S-Corp Information - New Hampshire

Address of state corporation department:
Corporation Division
Department of State
107 N. Main St.
Concord NH 03301-4989
Telephone: (603) 271-3246
State web address: http://www.nh.gov/
State law reference: New Hampshire Revised Statutes Annotated, Title 27, Chapter 293-A.
Title of filing: Articles of Incorporation.
Filing Fees: $50.
Other fees: Filing of Form SRA, $50.
Name reservation: Reservable for 120 days for $15 fee. (Section 293-A:4.02).
Name requirements: Corporation, Incorporated, Limited, or abbreviation. (Section 293-A:4.01).

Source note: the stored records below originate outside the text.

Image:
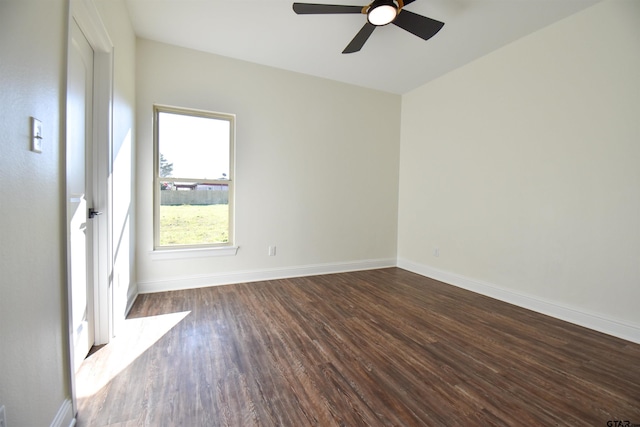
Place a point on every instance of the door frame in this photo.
(86, 15)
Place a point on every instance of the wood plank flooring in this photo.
(373, 348)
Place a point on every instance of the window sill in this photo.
(165, 254)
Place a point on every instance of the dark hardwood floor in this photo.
(382, 347)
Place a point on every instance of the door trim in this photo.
(86, 15)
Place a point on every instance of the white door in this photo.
(79, 194)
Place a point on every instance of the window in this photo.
(193, 201)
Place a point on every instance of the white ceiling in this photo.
(269, 32)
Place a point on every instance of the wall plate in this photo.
(36, 135)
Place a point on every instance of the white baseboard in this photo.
(576, 316)
(199, 281)
(65, 416)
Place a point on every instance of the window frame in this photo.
(157, 179)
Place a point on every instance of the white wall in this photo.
(33, 331)
(316, 167)
(523, 169)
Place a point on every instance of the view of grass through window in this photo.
(194, 178)
(192, 225)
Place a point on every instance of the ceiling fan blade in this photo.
(313, 8)
(419, 25)
(360, 38)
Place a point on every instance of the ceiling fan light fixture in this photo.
(382, 12)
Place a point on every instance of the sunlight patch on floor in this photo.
(137, 336)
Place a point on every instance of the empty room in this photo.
(267, 213)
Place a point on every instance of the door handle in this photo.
(93, 213)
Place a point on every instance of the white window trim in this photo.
(184, 253)
(192, 251)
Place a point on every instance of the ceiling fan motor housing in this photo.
(382, 12)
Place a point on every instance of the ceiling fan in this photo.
(379, 13)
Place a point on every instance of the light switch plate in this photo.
(36, 135)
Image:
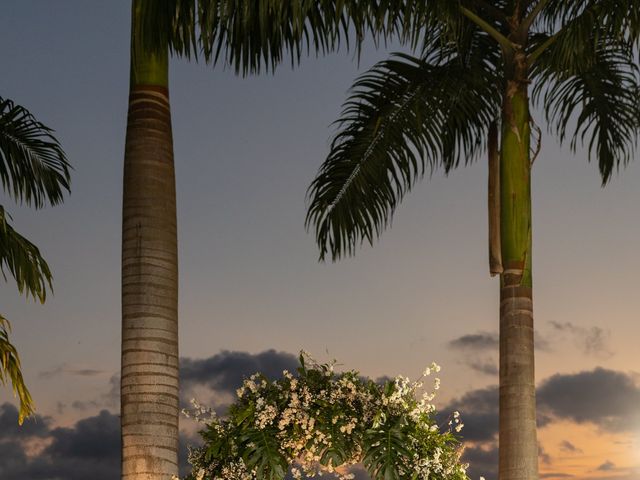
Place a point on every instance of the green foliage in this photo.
(410, 112)
(23, 260)
(33, 170)
(10, 371)
(320, 421)
(256, 35)
(33, 166)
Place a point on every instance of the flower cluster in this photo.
(319, 421)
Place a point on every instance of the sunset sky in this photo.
(252, 293)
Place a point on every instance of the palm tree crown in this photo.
(33, 170)
(410, 113)
(467, 89)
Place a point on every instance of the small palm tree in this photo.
(469, 90)
(34, 170)
(250, 36)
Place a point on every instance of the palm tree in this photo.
(251, 37)
(467, 90)
(34, 170)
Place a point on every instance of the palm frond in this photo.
(403, 115)
(253, 35)
(10, 371)
(169, 23)
(23, 260)
(33, 166)
(601, 95)
(619, 20)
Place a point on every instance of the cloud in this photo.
(479, 413)
(69, 370)
(214, 380)
(476, 341)
(226, 370)
(568, 447)
(483, 461)
(543, 455)
(477, 346)
(89, 449)
(591, 341)
(486, 367)
(606, 466)
(606, 398)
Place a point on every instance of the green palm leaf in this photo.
(10, 371)
(33, 167)
(23, 260)
(403, 115)
(252, 35)
(599, 90)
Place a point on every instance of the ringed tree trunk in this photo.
(149, 369)
(518, 447)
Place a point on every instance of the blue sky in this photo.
(246, 150)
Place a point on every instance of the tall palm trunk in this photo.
(149, 376)
(517, 434)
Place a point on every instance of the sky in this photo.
(252, 293)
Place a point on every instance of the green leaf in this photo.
(33, 167)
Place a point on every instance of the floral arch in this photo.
(325, 422)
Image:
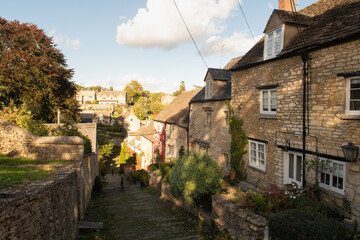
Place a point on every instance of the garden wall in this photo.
(241, 223)
(20, 142)
(49, 209)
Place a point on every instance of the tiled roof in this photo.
(331, 22)
(177, 112)
(224, 94)
(219, 74)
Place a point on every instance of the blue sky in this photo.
(112, 42)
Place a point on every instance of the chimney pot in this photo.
(285, 5)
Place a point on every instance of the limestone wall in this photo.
(20, 142)
(46, 210)
(329, 126)
(215, 137)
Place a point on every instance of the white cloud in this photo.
(237, 43)
(59, 39)
(160, 25)
(74, 44)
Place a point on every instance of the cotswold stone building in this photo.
(209, 115)
(171, 127)
(299, 88)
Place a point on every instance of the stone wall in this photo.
(215, 137)
(45, 210)
(329, 126)
(20, 142)
(87, 129)
(49, 209)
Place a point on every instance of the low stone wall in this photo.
(49, 209)
(20, 142)
(241, 223)
(45, 210)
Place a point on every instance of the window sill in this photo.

Incorporator requirements: One or more persons or entities. (Sections 293-A:2.01, 293-A:1.40(16).
Corporate purpose requirements: General “all purpose” clause (see instructions). (Section 293-A:3.01). The
state’s Articles of Incorporation form provides an optional place to list the corporation’s primary purpose, in addition
to reserving the right to engage in any lawful business, because stating a purpose may be helpful in determining
the availability of the corporation’s name.
Director requirements: One or more (may be nonresidents). (Sections 293-A:8.02, 293-A:8.03). But the shareholders
can agree that there will be no board of directors and the corporation will be managed by shareholders
instead. (Section 293-A:7.32).
Paid-in capital requirements: None.
Annual report requirement: Yes, to Secretary of State. (Section 293-A:16.22). Filing fee $100.
Publication requirements: None.
Other provisions: An Addendum to the Articles must be filed together with the Articles, stating that the corporation
complies with state securities laws. (Section 293-A:2.01). The Addendum is filed on Form SRA, which is included
in the Articles of Incorporation Packet.